Here is the full compressor/limiter code in Unity’s audio callback method. When placed on a component with the audio listener, the data array will contain the audio signal prior to being sent to the system’s output.

void OnAudioFilterRead (float[] data, int numChannels)
{
    float postGainAmp = AudioUtil.dB2Amp(postGain);

    if (preGain != 0f) {
        float preGainAmp = AudioUtil.dB2Amp(preGain);
        for (int k = 0; k < data.Length; ++k) {
            data[k] *= preGainAmp;
        }
    }

    float[][] envelopeData = new float[numChannels][];

    if (numChannels == 2) {
        float[][] channels;
        AudioUtil.DeinterleaveBuffer(data, out channels, numChannels);
        m_EnvelopeDetector[0].GetEnvelope(channels[0], out envelopeData[0]);
        m_EnvelopeDetector[1].GetEnvelope(channels[1], out envelopeData[1]);
        for (int n = 0; n < envelopeData[0].Length; ++n) {
            envelopeData[0][n] = Mathf.Max(envelopeData[0][n], envelopeData[1][n]);
        }
    } else if (numChannels == 1) {
        m_EnvelopeDetector[0].GetEnvelope(data, out envelopeData[0]);
    } else {
        // Error...
    }

    m_Slope = m_SlopeFunc(ratio);

    for (int i = 0, j = 0; i < data.Length; i+=numChannels, ++j) {
        m_Gain = m_Slope * (threshold - AudioUtil.Amp2dB(envelopeData[0][j]));
        m_Gain = Mathf.Min(0f, m_Gain);
        m_Gain = AudioUtil.dB2Amp(m_Gain);
        for (int chan = 0; chan < numChannels; ++chan) {
            data[i+chan] *= (m_Gain * postGainAmp);
        }
    }
}

And quickly, here is the helper method for deinterleaving a multichannel buffer:

public static void DeinterleaveBuffer (float[] source, out float[][] output, int sourceChannels)
{
    int channelLength = source.Length / sourceChannels;

    output = new float[sourceChannels][];

    for (int i = 0; i < sourceChannels; ++i) {
        output[i] = new float[channelLength];

        for (int j = 0; j < channelLength; ++j) {
            output[i][j] = source[j*sourceChannels+i];
        }
    }
}

First off, there are a few utility functions that I included in the component that converts between linear amplitude and dB values that we can see in the function above. Pre-gain is applied to the audio signal prior to extracting the envelope. For multichannel audio, Unity unfortunately gives us an interleaved buffer, so this needs to be deinterleaved before sending it to the envelope detector (recall that the detector uses a recursive filter and thus has state variables. This could of course be handled differently in the envelope detector, but it’s simpler to work on single continuous data buffers).

When working with multichannel audio, each channel will have a unique envelope. These could of course be processed separately, but this will result in the relative levels between the channels to be disturbed. Instead, I take the maximum envelope value and use that for the compressor. Another option would be to take the average of the two.

I then calculate the slope value based on whether the component is set to compressor or limiter mode (via a function delegate).

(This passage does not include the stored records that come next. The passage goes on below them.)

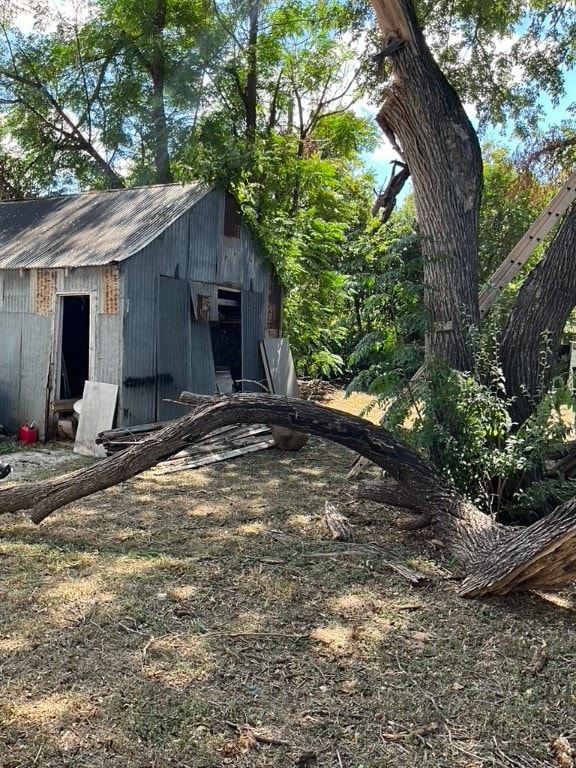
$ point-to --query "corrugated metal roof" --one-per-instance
(90, 228)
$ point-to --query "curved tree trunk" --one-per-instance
(423, 112)
(496, 559)
(531, 338)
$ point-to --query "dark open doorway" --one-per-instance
(74, 346)
(227, 340)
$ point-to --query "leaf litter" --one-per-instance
(209, 619)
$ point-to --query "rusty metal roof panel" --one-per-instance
(90, 228)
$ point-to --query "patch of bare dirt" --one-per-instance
(208, 619)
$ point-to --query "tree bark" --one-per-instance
(424, 114)
(163, 170)
(496, 559)
(532, 336)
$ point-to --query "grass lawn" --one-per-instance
(206, 618)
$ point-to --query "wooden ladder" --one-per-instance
(528, 243)
(510, 267)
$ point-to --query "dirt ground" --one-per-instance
(207, 618)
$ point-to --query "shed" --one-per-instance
(155, 289)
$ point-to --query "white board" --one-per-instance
(96, 415)
(279, 367)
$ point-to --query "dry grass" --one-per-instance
(206, 619)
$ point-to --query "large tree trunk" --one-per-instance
(163, 170)
(496, 559)
(531, 339)
(423, 113)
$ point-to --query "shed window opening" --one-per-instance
(226, 334)
(74, 346)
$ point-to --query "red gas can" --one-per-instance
(28, 434)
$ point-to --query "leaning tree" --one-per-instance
(425, 118)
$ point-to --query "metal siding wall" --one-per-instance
(173, 345)
(255, 271)
(202, 375)
(34, 371)
(15, 293)
(252, 325)
(138, 391)
(205, 238)
(108, 349)
(10, 364)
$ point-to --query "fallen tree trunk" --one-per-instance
(497, 559)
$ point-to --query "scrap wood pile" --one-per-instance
(223, 443)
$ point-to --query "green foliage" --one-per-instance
(512, 199)
(385, 320)
(461, 422)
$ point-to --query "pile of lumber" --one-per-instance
(224, 443)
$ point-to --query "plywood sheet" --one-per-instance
(96, 415)
(279, 367)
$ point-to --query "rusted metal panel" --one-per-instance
(15, 291)
(10, 367)
(205, 236)
(91, 228)
(138, 391)
(202, 374)
(252, 326)
(173, 345)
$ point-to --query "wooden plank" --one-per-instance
(279, 367)
(96, 415)
(205, 461)
(528, 243)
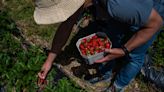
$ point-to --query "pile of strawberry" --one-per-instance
(93, 45)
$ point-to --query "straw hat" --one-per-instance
(54, 11)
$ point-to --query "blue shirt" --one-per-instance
(133, 12)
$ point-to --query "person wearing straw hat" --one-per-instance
(144, 18)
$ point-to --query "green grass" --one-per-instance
(24, 64)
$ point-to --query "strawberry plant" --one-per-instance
(94, 45)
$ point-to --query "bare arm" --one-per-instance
(145, 33)
(142, 36)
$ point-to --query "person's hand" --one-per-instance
(44, 70)
(113, 54)
(87, 3)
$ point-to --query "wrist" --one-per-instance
(51, 57)
(125, 50)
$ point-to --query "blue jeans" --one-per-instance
(119, 34)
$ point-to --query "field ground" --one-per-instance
(18, 15)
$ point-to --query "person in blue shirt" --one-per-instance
(144, 17)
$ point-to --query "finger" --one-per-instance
(42, 74)
(114, 51)
(104, 59)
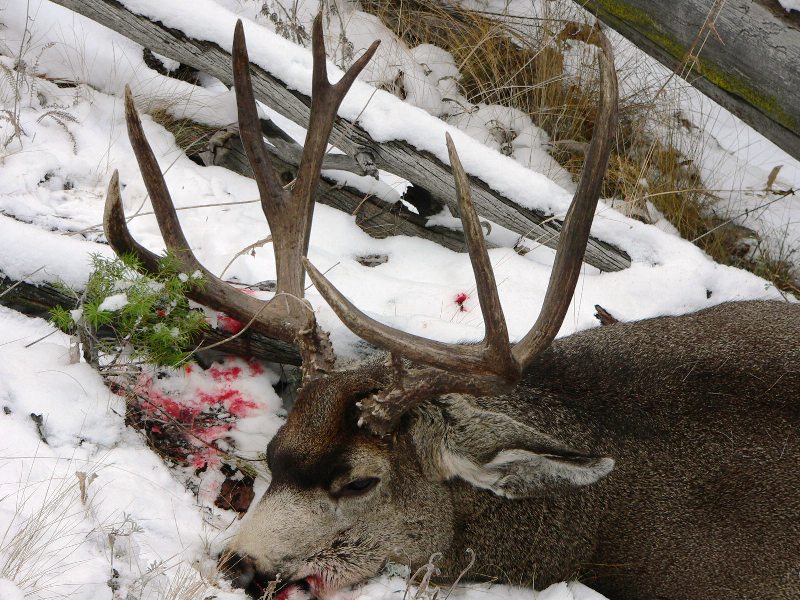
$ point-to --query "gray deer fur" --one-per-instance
(656, 459)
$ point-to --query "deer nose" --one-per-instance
(241, 570)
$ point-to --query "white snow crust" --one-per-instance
(136, 529)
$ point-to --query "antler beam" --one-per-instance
(494, 365)
(288, 316)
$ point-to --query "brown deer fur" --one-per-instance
(656, 459)
(701, 414)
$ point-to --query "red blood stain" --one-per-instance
(460, 299)
(225, 373)
(255, 368)
(193, 416)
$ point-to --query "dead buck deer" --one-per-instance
(657, 459)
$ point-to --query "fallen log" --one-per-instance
(744, 54)
(420, 168)
(37, 300)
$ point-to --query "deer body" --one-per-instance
(656, 459)
(703, 500)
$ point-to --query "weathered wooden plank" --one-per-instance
(420, 168)
(747, 54)
(375, 217)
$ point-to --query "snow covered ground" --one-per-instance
(134, 530)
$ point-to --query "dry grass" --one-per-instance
(521, 63)
(190, 136)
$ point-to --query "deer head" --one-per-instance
(361, 469)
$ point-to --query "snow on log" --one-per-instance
(421, 168)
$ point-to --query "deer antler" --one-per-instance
(287, 316)
(494, 365)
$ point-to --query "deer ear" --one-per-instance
(490, 450)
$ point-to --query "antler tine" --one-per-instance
(269, 188)
(493, 366)
(325, 101)
(578, 221)
(289, 214)
(497, 346)
(116, 229)
(492, 358)
(272, 320)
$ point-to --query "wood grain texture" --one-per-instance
(748, 54)
(420, 168)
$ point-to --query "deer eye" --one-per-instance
(357, 487)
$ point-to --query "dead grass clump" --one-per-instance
(543, 67)
(190, 136)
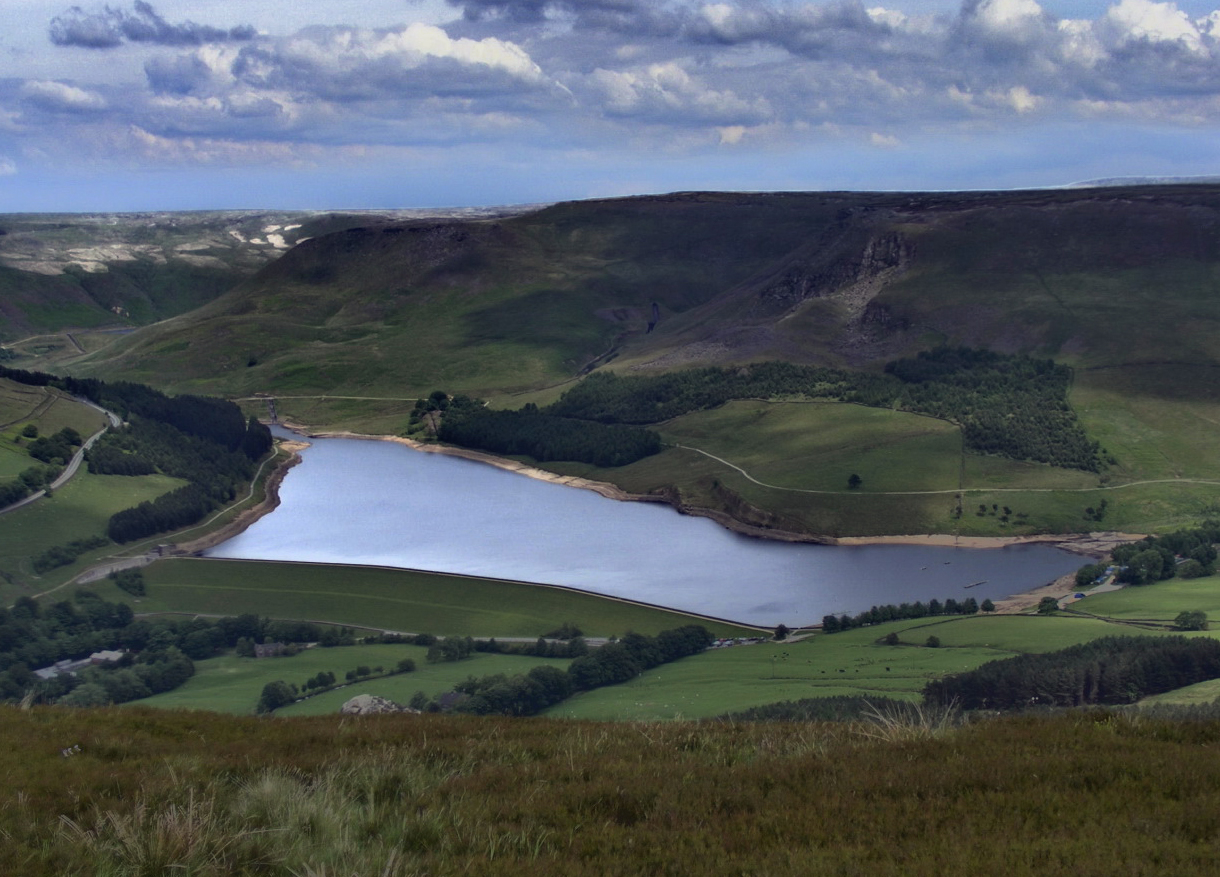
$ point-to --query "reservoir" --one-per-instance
(378, 503)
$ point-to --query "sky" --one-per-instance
(392, 104)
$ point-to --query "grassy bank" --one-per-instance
(382, 598)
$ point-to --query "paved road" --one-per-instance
(73, 464)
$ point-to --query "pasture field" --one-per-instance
(853, 662)
(233, 684)
(911, 467)
(1158, 601)
(77, 510)
(1199, 693)
(404, 600)
(430, 678)
(48, 409)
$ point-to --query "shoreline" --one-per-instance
(1086, 544)
(244, 519)
(1094, 545)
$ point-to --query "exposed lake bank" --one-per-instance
(1087, 544)
(362, 501)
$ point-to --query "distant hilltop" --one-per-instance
(1144, 181)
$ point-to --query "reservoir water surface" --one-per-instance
(378, 503)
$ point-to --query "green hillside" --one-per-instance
(347, 329)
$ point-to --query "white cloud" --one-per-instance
(59, 96)
(1008, 15)
(731, 134)
(664, 90)
(1020, 99)
(1154, 22)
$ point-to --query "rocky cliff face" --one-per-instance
(857, 256)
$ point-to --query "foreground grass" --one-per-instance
(403, 600)
(153, 792)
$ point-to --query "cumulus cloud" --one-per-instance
(670, 72)
(111, 27)
(539, 10)
(349, 64)
(57, 96)
(665, 92)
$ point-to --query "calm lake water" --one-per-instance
(377, 503)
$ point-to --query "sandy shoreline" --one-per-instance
(1094, 545)
(247, 517)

The following loop is just realizing the equations posted earlier, and converting the dB gain value to linear amplitude before applying it to the audio signal along with post-gain.

This completes the compressor/limiter component. However, there are two important elements missing: soft knee processing, and lookahead. From the plot earlier in the post, we see that once the signal reaches the threshold, the compressor kicks in rather abruptly. This point is called the knee of the compressor, and if we want this transition to happen more gently, we can interpolate within a zone around the threshold.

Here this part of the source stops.